In the original tale, which has several versions, a poor man marries a woman who is a crane in disguise. She promises to weave beautiful tapestries but he must not watch her. Then he realizes she is a crane who is pulling out her feathers to create silk brocade fabric. In one telling the husband tells her to stop because she is becoming ill. In a version told to the 15-year-old narrator by her father before he died, the man becomes so greedy he pushes his wife to work harder and harder until she flies away.

Barnhill sets her contemporary story in a small Midwestern town where the narrator lives with her little brother Michael and her mother, a talented weaver but a flighty mom given to having overnight “guests.” It’s the girl’s job to manage the household, care for their goats, sell her mother’s weavings, and care for her little brother, all while fending off the social workers who want her in school.
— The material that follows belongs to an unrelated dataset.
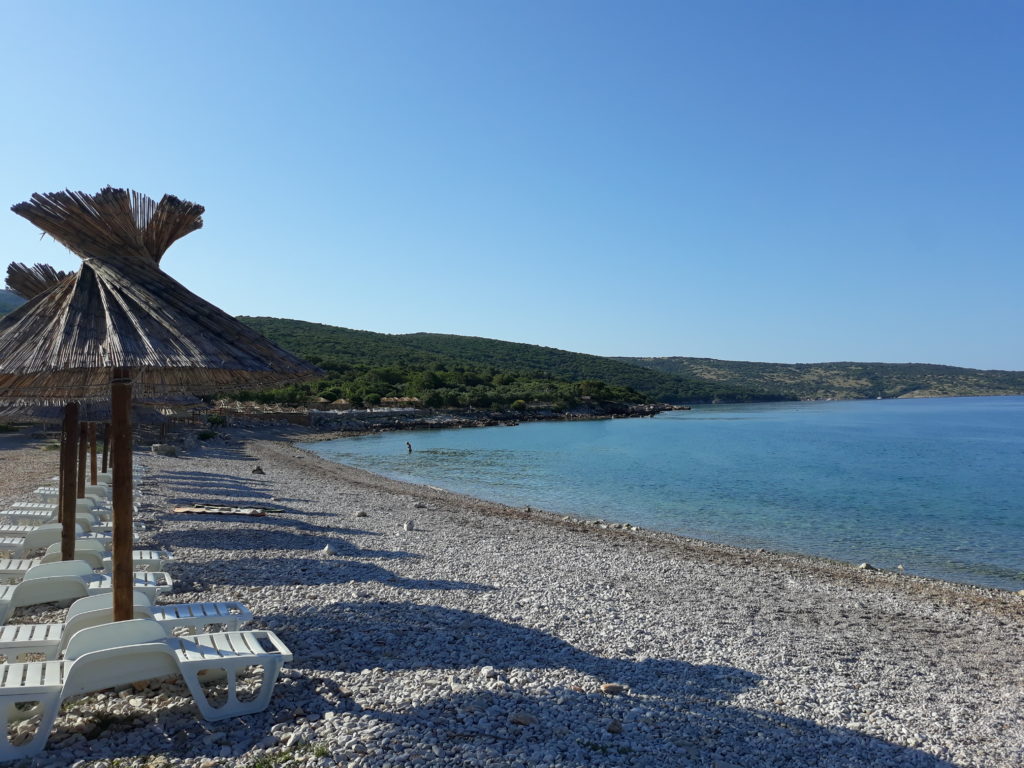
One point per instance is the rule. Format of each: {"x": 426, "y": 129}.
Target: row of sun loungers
{"x": 87, "y": 651}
The girl is astonished when her mother brings home a 6-foot crane with mean eyes and sharp, clawed feet, wearing a top hat.

Entirely focused on her love for the crane, the mother turns her back on her kids and spends hours in her barn studio working to create the masterpiece the crane demands. She ignores the scratches on the backs of her arms and a wound just above her ankle:

“She looked at me. Her eyes were strange to me then. Hollow. Empty. The cold dark between galaxies, or the dull ache of a barren, fruitless field. Looking back on it now, I recognize those eyes. I’ve seen those same eyes on different women in the years since — my girlfriends, my roommates, my coworkers. I saw them on a neighbor once, before I called the cops on her husband. I myself have had those eyes.”

The protagonist, whose voice is endearing, is tough and pragmatic. Sometimes she thinks she sees a man in the hallways at night, and when her mother screams in the barn, she doesn’t hesitate to do what she must. The price is her mother’s disappearance.

This is a story of abuse, family love, obsession and making of art. Some things transcend cultures and time, as Barnhill proves in this moving, sometimes-wry novella written in her usual graceful style.